Joining the firm in 1955 as a design engineer, Stanley became president in 1971 and was chair from 1984 until 2007. He retired as chair emeritus in 2013.

Stanley Consultants ranks at No. 78 on ENR's list of the Top 500 Design Firms, with about $193 million in 2016 revenue. It is ranked among the Top 150 Global Design Firms.

In 1991, the firm bested three other, much larger competitors—among the 454 firms that initially competed—for a multimillion-dollar U.S. Army Corps of Engineers engineering contract to rebuild two Kuwait-sited air bases that were heavily damaged in the Persian Gulf conflict.
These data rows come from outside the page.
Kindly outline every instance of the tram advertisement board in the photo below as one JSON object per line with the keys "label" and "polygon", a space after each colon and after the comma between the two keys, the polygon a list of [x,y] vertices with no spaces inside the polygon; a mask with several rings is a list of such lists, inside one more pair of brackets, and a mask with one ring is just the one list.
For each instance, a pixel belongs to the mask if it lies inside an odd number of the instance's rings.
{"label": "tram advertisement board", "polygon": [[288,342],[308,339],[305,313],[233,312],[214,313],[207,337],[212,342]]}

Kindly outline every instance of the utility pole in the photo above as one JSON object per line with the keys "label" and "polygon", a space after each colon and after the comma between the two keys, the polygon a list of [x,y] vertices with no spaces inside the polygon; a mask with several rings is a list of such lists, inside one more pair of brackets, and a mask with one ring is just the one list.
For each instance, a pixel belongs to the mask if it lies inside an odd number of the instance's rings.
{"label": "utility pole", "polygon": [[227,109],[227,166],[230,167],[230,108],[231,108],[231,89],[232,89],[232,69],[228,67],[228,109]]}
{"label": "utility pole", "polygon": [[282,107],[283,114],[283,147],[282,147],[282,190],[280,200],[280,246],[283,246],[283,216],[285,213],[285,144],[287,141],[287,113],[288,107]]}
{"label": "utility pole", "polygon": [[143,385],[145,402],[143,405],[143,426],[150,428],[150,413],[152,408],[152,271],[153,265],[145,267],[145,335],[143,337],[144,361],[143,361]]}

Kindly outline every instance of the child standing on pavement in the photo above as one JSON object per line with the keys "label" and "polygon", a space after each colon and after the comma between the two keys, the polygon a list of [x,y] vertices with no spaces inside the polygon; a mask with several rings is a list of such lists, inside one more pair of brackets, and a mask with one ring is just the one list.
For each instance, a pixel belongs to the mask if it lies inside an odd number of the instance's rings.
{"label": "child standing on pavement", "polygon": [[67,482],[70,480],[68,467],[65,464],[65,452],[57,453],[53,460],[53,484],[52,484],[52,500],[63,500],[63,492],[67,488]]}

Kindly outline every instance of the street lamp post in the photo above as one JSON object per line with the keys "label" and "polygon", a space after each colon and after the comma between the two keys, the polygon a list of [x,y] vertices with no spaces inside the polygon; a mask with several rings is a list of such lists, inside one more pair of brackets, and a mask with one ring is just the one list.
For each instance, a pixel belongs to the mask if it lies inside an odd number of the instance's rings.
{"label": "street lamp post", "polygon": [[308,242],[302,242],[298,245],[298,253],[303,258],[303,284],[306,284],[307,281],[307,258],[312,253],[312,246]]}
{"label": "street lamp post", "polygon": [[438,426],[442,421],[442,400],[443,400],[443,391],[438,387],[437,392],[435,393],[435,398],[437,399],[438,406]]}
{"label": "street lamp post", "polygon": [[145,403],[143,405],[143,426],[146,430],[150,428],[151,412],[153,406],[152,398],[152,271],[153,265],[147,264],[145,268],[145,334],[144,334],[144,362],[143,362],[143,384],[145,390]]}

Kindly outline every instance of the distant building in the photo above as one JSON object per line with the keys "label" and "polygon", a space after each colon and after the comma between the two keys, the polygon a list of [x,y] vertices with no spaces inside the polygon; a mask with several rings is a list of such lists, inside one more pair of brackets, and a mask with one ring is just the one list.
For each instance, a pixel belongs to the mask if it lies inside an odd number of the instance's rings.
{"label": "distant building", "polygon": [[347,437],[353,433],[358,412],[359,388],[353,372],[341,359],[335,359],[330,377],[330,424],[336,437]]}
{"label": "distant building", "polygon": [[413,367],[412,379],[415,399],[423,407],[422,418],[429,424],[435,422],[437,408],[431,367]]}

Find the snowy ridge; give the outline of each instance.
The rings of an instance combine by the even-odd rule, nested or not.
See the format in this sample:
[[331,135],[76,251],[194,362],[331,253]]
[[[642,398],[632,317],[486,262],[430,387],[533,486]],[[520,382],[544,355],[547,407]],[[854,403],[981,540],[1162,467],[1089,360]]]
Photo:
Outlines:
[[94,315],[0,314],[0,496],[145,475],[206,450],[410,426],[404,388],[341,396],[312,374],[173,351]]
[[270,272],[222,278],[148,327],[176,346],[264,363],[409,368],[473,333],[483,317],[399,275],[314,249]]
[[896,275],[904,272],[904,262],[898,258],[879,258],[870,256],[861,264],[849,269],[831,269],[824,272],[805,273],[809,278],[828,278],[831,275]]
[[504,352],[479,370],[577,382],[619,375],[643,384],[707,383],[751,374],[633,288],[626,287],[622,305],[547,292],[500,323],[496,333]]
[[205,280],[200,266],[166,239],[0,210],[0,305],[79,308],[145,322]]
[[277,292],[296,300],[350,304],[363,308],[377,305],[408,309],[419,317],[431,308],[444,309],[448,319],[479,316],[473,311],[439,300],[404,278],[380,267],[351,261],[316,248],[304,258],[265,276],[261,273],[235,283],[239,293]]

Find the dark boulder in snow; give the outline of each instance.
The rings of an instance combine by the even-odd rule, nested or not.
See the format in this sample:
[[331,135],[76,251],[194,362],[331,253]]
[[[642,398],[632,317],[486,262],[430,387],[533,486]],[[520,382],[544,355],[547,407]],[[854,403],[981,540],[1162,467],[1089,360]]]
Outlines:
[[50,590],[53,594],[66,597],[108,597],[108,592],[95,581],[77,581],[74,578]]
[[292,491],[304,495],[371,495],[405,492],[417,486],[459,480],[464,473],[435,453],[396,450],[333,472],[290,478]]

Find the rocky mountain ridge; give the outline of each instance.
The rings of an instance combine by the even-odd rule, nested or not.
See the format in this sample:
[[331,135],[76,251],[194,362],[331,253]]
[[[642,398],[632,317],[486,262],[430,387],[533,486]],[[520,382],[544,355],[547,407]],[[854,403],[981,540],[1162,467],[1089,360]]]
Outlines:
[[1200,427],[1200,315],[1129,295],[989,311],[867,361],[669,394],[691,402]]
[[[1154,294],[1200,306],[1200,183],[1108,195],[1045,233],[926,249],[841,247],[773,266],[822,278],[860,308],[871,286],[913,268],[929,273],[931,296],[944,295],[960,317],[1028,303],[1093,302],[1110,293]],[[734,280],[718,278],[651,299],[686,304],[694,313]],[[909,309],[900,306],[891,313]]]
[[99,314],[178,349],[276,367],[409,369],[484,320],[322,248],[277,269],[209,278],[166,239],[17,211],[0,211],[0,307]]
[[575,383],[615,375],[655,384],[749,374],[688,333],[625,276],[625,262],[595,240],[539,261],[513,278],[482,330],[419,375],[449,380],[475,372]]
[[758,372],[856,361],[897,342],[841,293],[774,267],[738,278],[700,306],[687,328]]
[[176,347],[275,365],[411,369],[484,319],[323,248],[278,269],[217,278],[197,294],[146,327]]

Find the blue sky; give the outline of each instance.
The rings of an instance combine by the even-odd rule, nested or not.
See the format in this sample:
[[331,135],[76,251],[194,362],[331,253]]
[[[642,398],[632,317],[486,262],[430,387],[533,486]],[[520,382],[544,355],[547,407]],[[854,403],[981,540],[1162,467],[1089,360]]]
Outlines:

Despite its comparatively small size, Stanley is "not an unknown quantity" to the Corps, Stanley told ENR. The firm had done similar master planning and engineering work on air bases in Oman.

From 1984 to 2017, Stanley chaired the Stanley Foundation, of which he was a founding director, in 1956. Through global policy analysis, conferences and other initiatives, the group "advances multilateral action to create fair, just, and lasting solutions to critical issues of peace and security," says its website, although it does not award grants.

Stanley was a past chairman of the American Council of Engineering Companies, president of the Iowa Engineering Society and a 2001 recipient of the Hoover Medal, awarded by the major engineering professional groups since 1930 for "outstanding extra-career services by engineers to humanity."

Gregs Thomopulos, who succeeded Stanley as firm chairman and chair emeritus and was inducted last month into the National Academy of Construction, describes Stanley as a "great leader and unique human being whose values were an inspiration to all of us."

Adds current Stanley Chair Gayle Roberts, "Dick Stanley encouraged us to welcome change in the sense of learning and adjusting in a way that builds a strong future for ourselves and our company."